It's kinda weird to be tooting your horn over somebody else's prospective opinion, not some confirmatory facts.
The gist of the article is that Ball contracts limit guarateed salaries compared to other teams' contracts (Rodgers being a noted), relying instead on signing bonuses as the enticement.
Well, there are no free lunches. Other concessions are made. Let's consider Z. Smiths contract.
$16.5 mil/year. Sure, he's a good player with positional versatility entering his prime. But there does appear to be a concession in total value.
In addition to the $20 mil guaranteed signing bonus, the $9 mil roster bonus on the 5th. year of the 2020 league year is a concession. There isn't any plausible scenario where he would not earn that bonus. Even if you were of a mind to replace him for the paltry $2.5 mil in cap savings you'd have to do it before the 5th. day of the league year, early in the free agency period and long before the draft. Then in 2021 a decision must be made with that $5 mil signing bonus also due on the 5th. day of the league year. Cut him after it comes due and the cap savings is a only $5.75 mil. Taking a retrospective example, Graham's bacon might have been saved this year by his $5 mil roster bonus under a similar structure albeit a smaller contract.

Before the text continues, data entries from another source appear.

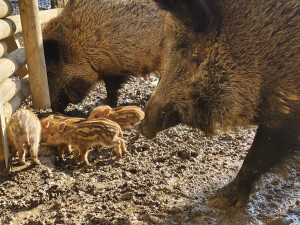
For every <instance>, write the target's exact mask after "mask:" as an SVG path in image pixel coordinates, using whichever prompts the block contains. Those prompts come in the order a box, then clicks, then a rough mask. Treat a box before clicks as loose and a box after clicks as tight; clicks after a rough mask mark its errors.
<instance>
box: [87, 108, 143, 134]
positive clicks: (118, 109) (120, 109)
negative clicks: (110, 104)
mask: <svg viewBox="0 0 300 225" xmlns="http://www.w3.org/2000/svg"><path fill="white" fill-rule="evenodd" d="M144 117H145V113H144V112H143V110H141V109H140V108H139V107H137V106H121V107H117V108H113V109H112V108H111V107H110V106H108V105H103V106H98V107H96V108H95V109H94V110H93V111H92V112H91V114H90V116H89V119H101V118H107V119H110V120H112V121H114V122H116V123H117V124H119V125H120V127H121V129H122V130H127V129H130V128H132V127H133V126H134V125H135V124H137V123H138V122H140V121H141V120H142V119H144Z"/></svg>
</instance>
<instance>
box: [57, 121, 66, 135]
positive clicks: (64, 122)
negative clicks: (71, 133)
mask: <svg viewBox="0 0 300 225" xmlns="http://www.w3.org/2000/svg"><path fill="white" fill-rule="evenodd" d="M65 128H66V123H65V122H61V123H60V124H59V129H58V130H59V132H60V133H62V132H64V130H65Z"/></svg>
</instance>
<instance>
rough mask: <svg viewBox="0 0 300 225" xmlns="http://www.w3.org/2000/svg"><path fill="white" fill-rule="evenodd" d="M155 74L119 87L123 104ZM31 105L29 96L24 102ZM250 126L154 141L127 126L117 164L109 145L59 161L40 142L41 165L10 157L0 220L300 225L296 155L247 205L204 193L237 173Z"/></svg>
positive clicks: (71, 106)
mask: <svg viewBox="0 0 300 225" xmlns="http://www.w3.org/2000/svg"><path fill="white" fill-rule="evenodd" d="M156 83H157V78H156V77H155V76H150V77H149V78H148V80H146V81H145V80H143V79H142V78H139V79H133V80H132V81H130V82H128V83H127V84H126V85H125V86H124V88H123V89H122V96H121V99H120V101H119V104H120V105H128V104H132V105H138V106H140V107H142V108H143V107H144V105H145V102H146V101H147V99H148V98H149V96H150V94H151V93H152V91H153V90H154V88H155V85H156ZM105 97H106V94H105V89H104V88H103V85H102V84H100V85H98V86H97V87H96V89H95V91H93V92H92V93H91V94H90V96H89V97H88V98H87V99H85V101H84V102H83V103H82V104H80V105H76V106H75V105H72V106H70V107H69V108H68V112H67V113H68V114H70V115H77V116H78V115H80V116H87V115H88V113H89V111H90V110H91V109H92V108H93V107H95V106H96V105H98V104H99V103H101V101H102V100H103V99H104V98H105ZM27 106H29V107H30V99H29V100H28V101H27ZM254 133H255V127H251V128H247V129H243V128H240V129H238V130H236V131H227V132H220V133H219V135H217V136H215V137H213V138H207V137H204V136H203V134H202V133H201V132H200V131H199V130H197V129H192V128H190V127H187V126H184V125H179V126H176V127H174V128H171V129H168V130H166V131H164V132H161V133H160V134H159V135H158V136H157V138H156V139H155V140H145V139H144V138H143V137H140V138H139V139H138V140H137V141H136V142H131V139H132V138H133V137H134V135H135V131H126V132H124V138H125V141H126V145H127V150H128V153H127V155H126V156H125V157H124V158H122V159H121V160H120V161H118V162H115V161H113V158H114V156H115V153H114V150H113V149H108V148H103V147H98V148H95V149H92V150H91V151H90V154H89V161H90V162H91V163H92V166H91V167H83V166H81V164H80V162H78V163H74V162H73V160H72V155H66V157H65V161H64V162H61V161H59V160H58V157H57V152H56V150H55V149H52V148H49V147H46V146H44V145H41V147H40V152H39V159H40V161H41V164H42V165H40V166H36V167H32V166H31V165H30V160H29V158H27V164H26V165H25V166H19V165H17V162H18V161H17V159H13V160H12V168H11V170H10V172H9V173H7V174H4V175H1V178H0V223H1V224H28V225H29V224H32V225H35V224H186V225H191V224H273V225H275V224H279V225H281V224H300V163H299V162H300V154H299V153H298V154H297V155H295V156H290V157H289V158H287V159H286V160H285V161H284V162H283V164H282V165H279V166H277V167H276V168H274V169H272V170H271V171H270V172H269V173H267V174H265V175H263V176H262V178H261V179H260V180H259V181H258V183H257V184H256V186H255V190H253V192H252V194H251V197H250V201H249V204H248V205H247V207H245V208H242V209H240V208H229V209H226V210H218V209H215V208H212V207H209V206H208V204H207V200H208V197H209V196H210V195H211V194H212V193H214V191H216V190H217V189H218V188H220V187H222V186H224V185H225V184H226V183H228V182H229V181H231V180H232V179H233V178H234V177H235V175H236V174H237V172H238V170H239V168H240V167H241V164H242V162H243V159H244V157H245V155H246V153H247V149H248V148H249V147H250V145H251V142H252V140H253V137H254Z"/></svg>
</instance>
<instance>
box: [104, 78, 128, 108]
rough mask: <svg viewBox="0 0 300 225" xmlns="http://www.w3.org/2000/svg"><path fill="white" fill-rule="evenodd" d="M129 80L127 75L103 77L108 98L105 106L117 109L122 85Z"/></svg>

These league year signing bonuses have become a common Ball concession. They function as a deterrent to cutting a guy after FA is in full swing or after the draft where replacements would be found. If you cut him before the signing bonus is due you're operating largely blind.
And it is not like signing bonuses are some kind of free lunch. Building a defense (it doesn't even qualify as a "rebuild" since it has not been good for quite a while) through free agency without a pile of cap space to start with necessitates signing bonuses to defer the cap hit. That deferral hits the cap soon and hard in 2020:
https://overthecap.com/salary-cap/green-bay-packers/
Further, those monster guaranteed salaries are going to franchise QBs and guys who put up All Pro years on their rookie contracts and command those guarantees as they enter their primes. We have not had those guys.
The structure of the contracts is less important than deciding which players to sign and then whether they play up to or over those contracts. So far as I can tell, Ball has nothing to do with that, nor the approach to go heavy in FA in an attempt to "win now". Ball's job is to make the cap pieces fit.